FanDuel and DraftKings Expand into Prediction Markets Amid Regulatory and Competitive Challenges
FanDuel and DraftKings launched prediction markets in 2025, with PrizePicks also entering the sector. Weekly prediction-market volume surpassed $2 billion across platforms including Polymarket, Kalshi, Myriad, and Limitless, while Certuity projects this market could reach $95.5 billion by 2035, growing at a 46.8% CAGR.
Bank of America recently downgraded DraftKings and Flutter Entertainment (FanDuel’s parent company), citing declining margins, increasing taxes, and rising competition from prediction markets. The price targets were set at $35 for DraftKings (DKNG) and $250 for Flutter, with both ratings moved to Neutral.
Prediction markets face complex regulatory environments, as they are federally regulated by the Commodity Futures Trading Commission (CFTC), but state regulators are seeking to require additional licenses.
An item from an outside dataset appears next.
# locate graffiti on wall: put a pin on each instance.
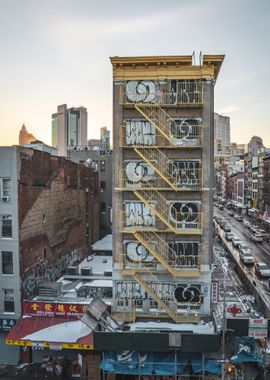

This regulatory tension may lead to a legal clash potentially advancing to the Supreme Court.
Adding to regulatory scrutiny, a Nevada regulator criticized FanDuel during an October meeting, coinciding with an FBI sports gambling scandal announcement that same day, increasing uncertainty in the market.
In response, major players such as Caesars and MGM are monitoring prediction markets but have no immediate plans to enter. FanDuel has partnered with the Chicago Mercantile Exchange (CME) to offer event contracts, while DraftKings acquired Railbird and launched the DraftKings Predictions app, focusing on states without legal sports betting and expanding offerings beyond sports to finance, culture, and entertainment contracts.